The letter was penned by someone else, he confessed. His boat was blown up while patrolling Vietnamese rivers for river craft carrying weapons and his hand was injured during the incident. He mailed a photo of himself back so Dottie would know he was all right.

“I spent a lot of time seeing a lot of water,” said Ronald, who spent 20½ years in the Navy from 1970-90. His hitch took him to Japan and Italy and to every state in the United States including Alaska and Hawaii.

But his favorite liberty port was in Wellington, New Zealand, where 250 people showed up to greet the crew from the USS Camden, a supply ship. The New Zealanders provided a warm welcome by taking sailors into their homes.

“I liked what I did. I was an independent duty corpsman. When you’re out at sea you play doctor, nurse, lab technician,” he said.

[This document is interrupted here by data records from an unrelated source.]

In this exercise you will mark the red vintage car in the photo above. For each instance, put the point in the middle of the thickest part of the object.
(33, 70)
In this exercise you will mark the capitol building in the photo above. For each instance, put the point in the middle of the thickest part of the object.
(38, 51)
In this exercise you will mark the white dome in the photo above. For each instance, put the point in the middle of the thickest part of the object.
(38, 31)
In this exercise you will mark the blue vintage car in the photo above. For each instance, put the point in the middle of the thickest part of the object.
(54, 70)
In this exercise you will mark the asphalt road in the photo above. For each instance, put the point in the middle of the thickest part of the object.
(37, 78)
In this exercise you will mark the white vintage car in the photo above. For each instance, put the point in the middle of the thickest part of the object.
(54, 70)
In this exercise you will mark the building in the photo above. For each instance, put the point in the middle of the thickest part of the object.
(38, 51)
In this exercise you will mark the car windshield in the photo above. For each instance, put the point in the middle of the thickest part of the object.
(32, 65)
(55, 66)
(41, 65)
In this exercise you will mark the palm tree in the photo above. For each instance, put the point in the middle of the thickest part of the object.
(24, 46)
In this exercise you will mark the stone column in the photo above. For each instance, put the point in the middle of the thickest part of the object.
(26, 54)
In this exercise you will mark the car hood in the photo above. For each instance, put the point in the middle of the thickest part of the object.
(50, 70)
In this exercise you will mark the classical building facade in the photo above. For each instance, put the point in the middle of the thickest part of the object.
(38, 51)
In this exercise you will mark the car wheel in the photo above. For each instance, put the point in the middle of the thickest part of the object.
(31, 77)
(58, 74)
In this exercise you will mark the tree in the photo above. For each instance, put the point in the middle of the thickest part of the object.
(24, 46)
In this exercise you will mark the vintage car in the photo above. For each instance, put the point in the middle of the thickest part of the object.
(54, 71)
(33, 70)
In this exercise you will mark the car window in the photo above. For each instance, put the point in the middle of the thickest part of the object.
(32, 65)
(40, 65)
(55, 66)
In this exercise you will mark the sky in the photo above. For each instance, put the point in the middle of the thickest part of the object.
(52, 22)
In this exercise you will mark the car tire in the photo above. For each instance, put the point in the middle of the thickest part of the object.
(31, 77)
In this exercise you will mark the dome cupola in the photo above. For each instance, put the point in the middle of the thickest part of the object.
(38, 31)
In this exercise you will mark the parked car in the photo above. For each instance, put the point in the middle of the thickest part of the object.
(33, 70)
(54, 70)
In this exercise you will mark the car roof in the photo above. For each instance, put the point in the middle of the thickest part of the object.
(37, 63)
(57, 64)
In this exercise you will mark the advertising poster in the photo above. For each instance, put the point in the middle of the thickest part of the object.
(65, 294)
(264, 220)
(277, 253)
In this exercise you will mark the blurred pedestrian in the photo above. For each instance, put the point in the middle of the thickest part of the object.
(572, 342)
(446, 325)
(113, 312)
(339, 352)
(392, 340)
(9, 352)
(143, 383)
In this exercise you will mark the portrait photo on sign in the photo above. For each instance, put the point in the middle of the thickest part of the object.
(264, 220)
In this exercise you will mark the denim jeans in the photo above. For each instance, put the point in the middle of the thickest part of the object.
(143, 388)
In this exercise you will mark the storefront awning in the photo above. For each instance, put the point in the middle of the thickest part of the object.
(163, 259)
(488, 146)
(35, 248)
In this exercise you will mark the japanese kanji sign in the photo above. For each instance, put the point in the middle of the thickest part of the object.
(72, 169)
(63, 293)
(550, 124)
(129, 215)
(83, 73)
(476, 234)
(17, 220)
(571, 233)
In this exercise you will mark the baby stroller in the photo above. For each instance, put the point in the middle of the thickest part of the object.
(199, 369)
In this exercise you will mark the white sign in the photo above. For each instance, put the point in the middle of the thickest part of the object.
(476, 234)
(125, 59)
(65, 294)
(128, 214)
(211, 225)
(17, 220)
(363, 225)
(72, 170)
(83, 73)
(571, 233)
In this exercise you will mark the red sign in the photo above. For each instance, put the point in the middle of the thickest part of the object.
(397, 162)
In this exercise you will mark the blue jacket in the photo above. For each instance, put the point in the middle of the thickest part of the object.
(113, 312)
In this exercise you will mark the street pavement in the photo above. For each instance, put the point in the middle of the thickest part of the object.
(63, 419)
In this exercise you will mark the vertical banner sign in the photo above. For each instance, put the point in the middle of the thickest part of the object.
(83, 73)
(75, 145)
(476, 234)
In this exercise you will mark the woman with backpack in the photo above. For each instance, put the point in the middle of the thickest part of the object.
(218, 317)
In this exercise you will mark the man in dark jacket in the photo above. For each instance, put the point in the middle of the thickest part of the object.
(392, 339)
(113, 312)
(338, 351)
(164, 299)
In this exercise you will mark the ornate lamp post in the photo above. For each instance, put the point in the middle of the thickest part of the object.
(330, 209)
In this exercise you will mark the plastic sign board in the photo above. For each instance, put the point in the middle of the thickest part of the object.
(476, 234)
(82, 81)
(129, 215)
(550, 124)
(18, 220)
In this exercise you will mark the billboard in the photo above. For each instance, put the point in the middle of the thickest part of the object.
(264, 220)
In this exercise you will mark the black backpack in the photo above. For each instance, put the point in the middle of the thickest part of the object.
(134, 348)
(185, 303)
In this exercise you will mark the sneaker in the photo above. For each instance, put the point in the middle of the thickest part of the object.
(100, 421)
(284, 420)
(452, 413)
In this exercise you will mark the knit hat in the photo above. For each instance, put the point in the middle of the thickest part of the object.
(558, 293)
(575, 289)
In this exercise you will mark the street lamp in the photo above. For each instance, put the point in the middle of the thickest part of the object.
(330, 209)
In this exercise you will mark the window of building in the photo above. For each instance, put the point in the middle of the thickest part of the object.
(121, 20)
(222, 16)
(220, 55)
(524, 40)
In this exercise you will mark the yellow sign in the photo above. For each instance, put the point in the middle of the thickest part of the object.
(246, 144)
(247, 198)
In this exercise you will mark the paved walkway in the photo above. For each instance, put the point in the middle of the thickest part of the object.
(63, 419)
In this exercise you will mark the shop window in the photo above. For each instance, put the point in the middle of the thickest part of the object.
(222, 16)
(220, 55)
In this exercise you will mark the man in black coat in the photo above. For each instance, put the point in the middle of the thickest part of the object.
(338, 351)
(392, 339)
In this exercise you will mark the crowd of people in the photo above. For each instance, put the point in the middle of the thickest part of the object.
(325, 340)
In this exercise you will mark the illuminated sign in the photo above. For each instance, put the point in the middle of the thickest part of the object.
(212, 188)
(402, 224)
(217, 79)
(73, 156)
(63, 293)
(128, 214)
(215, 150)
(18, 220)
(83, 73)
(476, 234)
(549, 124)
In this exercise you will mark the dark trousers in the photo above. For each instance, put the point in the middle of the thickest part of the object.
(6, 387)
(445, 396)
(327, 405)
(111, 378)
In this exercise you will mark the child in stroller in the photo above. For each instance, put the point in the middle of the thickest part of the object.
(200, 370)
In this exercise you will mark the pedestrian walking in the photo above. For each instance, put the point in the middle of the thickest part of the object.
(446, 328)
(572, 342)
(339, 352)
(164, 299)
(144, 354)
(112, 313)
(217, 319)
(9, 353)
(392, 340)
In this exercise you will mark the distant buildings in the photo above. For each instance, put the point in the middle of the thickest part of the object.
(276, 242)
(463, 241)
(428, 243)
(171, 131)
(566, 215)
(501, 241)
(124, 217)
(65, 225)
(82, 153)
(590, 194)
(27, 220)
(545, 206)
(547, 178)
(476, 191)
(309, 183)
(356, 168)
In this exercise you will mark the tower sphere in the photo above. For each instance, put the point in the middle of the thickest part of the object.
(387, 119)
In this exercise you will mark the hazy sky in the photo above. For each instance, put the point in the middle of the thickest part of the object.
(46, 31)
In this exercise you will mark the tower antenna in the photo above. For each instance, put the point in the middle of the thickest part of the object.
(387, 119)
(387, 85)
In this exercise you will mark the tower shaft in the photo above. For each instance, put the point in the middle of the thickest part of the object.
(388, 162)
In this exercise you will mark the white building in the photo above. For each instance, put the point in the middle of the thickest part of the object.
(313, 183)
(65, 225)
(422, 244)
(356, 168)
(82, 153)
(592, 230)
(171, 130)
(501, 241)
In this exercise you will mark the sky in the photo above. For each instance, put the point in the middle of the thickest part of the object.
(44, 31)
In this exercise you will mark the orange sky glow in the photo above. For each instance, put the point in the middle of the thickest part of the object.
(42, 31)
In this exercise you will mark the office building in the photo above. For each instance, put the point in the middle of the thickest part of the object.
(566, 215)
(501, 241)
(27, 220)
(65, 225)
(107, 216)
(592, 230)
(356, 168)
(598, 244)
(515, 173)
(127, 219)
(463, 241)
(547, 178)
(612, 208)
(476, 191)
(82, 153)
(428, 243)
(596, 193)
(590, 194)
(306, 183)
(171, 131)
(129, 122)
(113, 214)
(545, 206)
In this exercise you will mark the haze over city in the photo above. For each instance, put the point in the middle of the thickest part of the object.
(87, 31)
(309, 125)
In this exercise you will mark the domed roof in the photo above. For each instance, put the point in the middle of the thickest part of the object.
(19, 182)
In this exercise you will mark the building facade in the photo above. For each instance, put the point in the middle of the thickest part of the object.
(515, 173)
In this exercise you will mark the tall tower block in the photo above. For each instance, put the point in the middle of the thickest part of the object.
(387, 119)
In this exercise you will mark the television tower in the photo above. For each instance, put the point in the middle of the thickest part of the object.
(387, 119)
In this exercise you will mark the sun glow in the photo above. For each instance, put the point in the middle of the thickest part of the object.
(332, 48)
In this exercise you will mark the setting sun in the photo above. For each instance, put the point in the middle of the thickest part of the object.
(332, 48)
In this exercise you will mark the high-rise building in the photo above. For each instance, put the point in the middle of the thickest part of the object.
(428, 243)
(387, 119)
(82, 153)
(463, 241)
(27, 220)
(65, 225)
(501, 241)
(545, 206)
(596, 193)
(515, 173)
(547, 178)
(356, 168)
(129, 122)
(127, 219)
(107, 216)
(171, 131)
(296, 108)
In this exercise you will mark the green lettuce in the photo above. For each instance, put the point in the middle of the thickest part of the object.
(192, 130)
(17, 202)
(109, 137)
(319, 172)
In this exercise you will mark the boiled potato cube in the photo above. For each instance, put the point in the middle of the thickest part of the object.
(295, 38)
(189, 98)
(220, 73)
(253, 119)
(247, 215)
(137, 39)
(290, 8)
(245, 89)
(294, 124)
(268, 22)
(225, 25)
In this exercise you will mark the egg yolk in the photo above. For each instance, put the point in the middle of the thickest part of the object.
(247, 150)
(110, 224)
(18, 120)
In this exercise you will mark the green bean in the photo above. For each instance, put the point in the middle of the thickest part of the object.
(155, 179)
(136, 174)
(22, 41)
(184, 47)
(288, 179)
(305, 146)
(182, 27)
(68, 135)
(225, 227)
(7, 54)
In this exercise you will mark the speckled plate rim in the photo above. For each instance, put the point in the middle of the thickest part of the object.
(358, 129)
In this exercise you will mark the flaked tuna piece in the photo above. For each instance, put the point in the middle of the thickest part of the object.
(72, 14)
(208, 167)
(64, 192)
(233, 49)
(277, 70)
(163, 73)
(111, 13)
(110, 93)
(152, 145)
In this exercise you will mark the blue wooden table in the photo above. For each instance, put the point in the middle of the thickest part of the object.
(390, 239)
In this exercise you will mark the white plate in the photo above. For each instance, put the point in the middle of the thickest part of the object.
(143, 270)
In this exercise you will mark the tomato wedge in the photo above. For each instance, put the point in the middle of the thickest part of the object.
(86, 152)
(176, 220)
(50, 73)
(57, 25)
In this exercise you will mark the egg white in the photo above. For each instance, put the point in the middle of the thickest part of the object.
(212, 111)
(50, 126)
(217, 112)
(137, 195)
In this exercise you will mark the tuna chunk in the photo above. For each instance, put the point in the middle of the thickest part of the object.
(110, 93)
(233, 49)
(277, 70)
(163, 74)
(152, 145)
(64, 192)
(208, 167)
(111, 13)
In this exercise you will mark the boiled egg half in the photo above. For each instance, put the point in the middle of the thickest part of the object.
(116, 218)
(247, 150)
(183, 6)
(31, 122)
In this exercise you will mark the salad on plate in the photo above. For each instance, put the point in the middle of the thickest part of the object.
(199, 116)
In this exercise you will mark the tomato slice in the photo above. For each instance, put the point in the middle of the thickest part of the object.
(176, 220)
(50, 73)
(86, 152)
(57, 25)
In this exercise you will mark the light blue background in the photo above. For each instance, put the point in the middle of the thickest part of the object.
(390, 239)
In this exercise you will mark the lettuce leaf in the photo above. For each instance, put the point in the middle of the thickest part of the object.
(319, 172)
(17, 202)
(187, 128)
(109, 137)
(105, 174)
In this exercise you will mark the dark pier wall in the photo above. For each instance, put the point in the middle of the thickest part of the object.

Basically that means doing anything medical patients need from patching them up and sending them on, he said. During his three years on board the supply ship he was responsible for a seven-bed bay that was never empty.

“It was a good job and I really enjoyed it. The higher up in rank I got, the fewer patients I saw and the more desk I saw,” he said.

In 2008, it’s easier to keep in touch through instant messenger and e-mails, but today’s troops appreciate tangible reminders of home. “At Christmas time, when they’re over there, they really need packages,” Dottie said.

She sent Sean 12 boxes filled with items from beef jerky and plastic bags to foot powder and drink mix and artificial tears. “I worry about all of them. They’re all in harms’ way,” she said. “You watch the news and you watch these young men and women come out without their arms or their legs.”

But keeping hopeful is important and doing what she can to reach out to family. “It’s been an interesting life,” she said.